The young woman will then fall pregnant on the streets and eventually give birth to a normal child who is under the care of a mentally unstable individual. This should be a wake up call to social workers as well as Africans in a position to lend help. Often times, these little children are taken away by well-wishers and placed into orphanages. But what about the mother?

Wouldn’t it have been better if she equally got placed in a mental institution, assigned a personal therapist and got the necessary medication? Perhaps she may end up well enough to eventually be reunited with her child/children.

In my argument, I’m not implying that Africa has not done anything toward mental illness. There are facilities for it and specialists who know what they are doing. However, the idea that just about anyone can offer counseling to someone regardless of whether they are trained on it or not needs to go. We need to do away with volunteer counselors who have no clue whatsoever on what psychiatry entails. We need to place more emphasis on mental health. We need to change our deeply entrenched attitudes toward mental illness. Only then, will change be effected.

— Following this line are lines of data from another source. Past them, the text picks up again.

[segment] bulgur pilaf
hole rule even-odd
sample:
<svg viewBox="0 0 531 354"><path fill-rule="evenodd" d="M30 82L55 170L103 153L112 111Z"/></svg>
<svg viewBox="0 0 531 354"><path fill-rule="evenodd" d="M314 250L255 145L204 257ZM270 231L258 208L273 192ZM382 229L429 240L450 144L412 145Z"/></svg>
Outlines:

Lorna Likiza is a Kenyan blogger & business owner who writes about Societal issues, in particular those relating to Women. 

You Can Visit Lorna’s Blog Here:

3 thoughts on “Attitudes in Africa Toward Mental Illness

  1. I understand the situation perfectly – it is sad and disturbing. In Pakistan, people either connect mental illnesses with witchcraft, refusing to believe it could have medical reasons and solutions. Or they find going to the psychiatrist too dishonourable. It almost always boils down to “What will people say? That my *relation* is retarded? He/she is insane?”
    Although this is changing somewhat, it still continues to this day. Even in well off families. We’ve all got to do our part and make it clear to whoever we can that mental illnesses are like physical ones – they need doctors.